Whilst sales and margin are typically things that we feel we need to increase, overheads (expenses) are things that need to be reduced. As businesses grow, they tend to ‘bloat’ from an overhead point of view – because there is ostensibly more ‘money’ available, we tend to think that we have more to spend, but all too often, the spending is not focused and effective. Consequently, costs rise and turnover (along with gross profit) doesn’t necessarily rise as well.
Imagine spending additional money on a certain type of marketing expense when you don’t actually know whether or not that type of marketing produces a return (or specifically can’t be matched to an upturn in sales).
The second issue with overheads is that people tend to look for the ‘extras’, rather than the items where the money is really being spent – consequently, people can spend a huge amount of effort and time trying to cut down a stationery bill, when that may only be a relatively small part of the overall expenditure, whilst simultaneously ignoring their administrative staff cost, or the fuel bill which may be far more material costs to the business – if these are being overspent on because of poor management, then dealing with these issues will help the bottom line far more than changing stationery supplier. You have to be aware of the relativity of each type of expense against the others, and its overall impact on the business first.

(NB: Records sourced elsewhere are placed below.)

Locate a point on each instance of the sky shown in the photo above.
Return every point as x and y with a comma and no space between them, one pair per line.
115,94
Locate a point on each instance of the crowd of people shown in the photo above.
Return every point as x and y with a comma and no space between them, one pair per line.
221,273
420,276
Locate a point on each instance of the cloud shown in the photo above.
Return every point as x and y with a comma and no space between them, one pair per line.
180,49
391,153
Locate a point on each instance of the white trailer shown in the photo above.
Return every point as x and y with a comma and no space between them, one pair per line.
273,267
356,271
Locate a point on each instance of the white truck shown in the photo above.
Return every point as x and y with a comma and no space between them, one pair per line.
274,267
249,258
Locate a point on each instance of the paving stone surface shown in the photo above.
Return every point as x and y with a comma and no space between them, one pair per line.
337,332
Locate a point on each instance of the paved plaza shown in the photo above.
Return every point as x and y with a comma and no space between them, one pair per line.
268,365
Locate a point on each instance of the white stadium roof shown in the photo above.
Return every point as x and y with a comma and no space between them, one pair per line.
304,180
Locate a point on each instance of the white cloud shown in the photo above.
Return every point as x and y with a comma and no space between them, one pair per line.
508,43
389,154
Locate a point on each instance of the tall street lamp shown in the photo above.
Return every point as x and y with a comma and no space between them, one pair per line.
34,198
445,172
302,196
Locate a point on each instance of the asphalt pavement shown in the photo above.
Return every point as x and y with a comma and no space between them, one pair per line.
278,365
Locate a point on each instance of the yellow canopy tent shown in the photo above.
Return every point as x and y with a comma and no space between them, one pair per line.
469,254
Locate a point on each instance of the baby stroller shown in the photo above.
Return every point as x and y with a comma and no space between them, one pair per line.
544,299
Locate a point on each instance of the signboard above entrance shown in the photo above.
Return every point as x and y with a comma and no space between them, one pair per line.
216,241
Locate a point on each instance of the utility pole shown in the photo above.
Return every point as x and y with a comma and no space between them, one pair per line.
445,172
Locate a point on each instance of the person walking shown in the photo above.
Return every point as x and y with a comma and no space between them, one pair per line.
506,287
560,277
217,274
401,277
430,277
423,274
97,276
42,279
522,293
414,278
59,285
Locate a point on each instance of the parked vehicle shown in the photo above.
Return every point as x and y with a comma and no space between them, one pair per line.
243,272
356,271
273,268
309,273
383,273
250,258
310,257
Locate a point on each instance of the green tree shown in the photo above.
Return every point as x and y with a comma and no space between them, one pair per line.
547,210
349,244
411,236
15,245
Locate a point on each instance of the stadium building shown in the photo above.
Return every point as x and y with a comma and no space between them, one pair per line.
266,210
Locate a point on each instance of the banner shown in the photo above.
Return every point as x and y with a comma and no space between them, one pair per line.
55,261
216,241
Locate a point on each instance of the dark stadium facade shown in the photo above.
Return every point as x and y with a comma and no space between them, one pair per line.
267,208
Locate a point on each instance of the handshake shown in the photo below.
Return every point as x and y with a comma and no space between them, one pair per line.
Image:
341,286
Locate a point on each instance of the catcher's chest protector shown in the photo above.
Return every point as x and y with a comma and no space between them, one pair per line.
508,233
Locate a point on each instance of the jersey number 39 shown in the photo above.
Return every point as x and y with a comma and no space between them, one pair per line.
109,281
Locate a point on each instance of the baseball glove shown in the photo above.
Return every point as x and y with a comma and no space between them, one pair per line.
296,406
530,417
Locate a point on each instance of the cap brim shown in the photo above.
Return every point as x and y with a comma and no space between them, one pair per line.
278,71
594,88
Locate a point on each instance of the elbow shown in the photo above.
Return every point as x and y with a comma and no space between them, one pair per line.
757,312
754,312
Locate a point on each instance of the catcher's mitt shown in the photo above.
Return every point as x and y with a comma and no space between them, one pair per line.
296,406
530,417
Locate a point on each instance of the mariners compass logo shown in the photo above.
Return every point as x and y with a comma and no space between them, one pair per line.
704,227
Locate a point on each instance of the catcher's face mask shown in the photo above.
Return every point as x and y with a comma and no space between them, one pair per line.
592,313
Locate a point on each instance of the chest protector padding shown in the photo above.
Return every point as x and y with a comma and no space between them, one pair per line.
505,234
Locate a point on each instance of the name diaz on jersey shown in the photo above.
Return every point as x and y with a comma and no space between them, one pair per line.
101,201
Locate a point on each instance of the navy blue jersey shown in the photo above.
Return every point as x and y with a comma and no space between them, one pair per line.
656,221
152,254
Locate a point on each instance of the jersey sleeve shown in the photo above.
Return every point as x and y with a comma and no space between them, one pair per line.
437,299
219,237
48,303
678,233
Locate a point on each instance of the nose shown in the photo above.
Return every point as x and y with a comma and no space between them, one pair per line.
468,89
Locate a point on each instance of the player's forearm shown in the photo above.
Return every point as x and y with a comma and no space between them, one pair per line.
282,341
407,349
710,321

So – review your overheads, and for simplicity, break them down into categories – I often find that I will start to review a business based on the following broad categories:
Admin Salaries and associated employment costs
Property Costs and associated expenses (eg rent, rates, utilities)
Premises Costs (repairs & renewals, cleaning etc)
Professional, Consulting, HR, Financial & Legal
Bank Charges and Finance Costs
Motor Expenses (including Vehicle Insurance, Fuel, Vehicle Tax, Parking, Mileage etc)
Travel & Subsistence
General Office Expenses (stationery, telephone, postage, computer supplies etc)
Marketing (split online / offline)
You will find this a much easier task if you break the expenses down into ‘similar’ things – that way you get to consider a section ‘as a whole’ for its impact (good, necessary or bad) as well.
Less hustle, more focus has to be the way forward (unless you enjoy doing lots of work for little potential benefit). It is the way to create a profit intentionally in your business.
PS – Sales, Margin and Overhead are the only 3 things that you have to manipulate and improve your profitability with – so focus specifically on them to generate the best result – don’t waste your time trying to answer that ‘big’ question!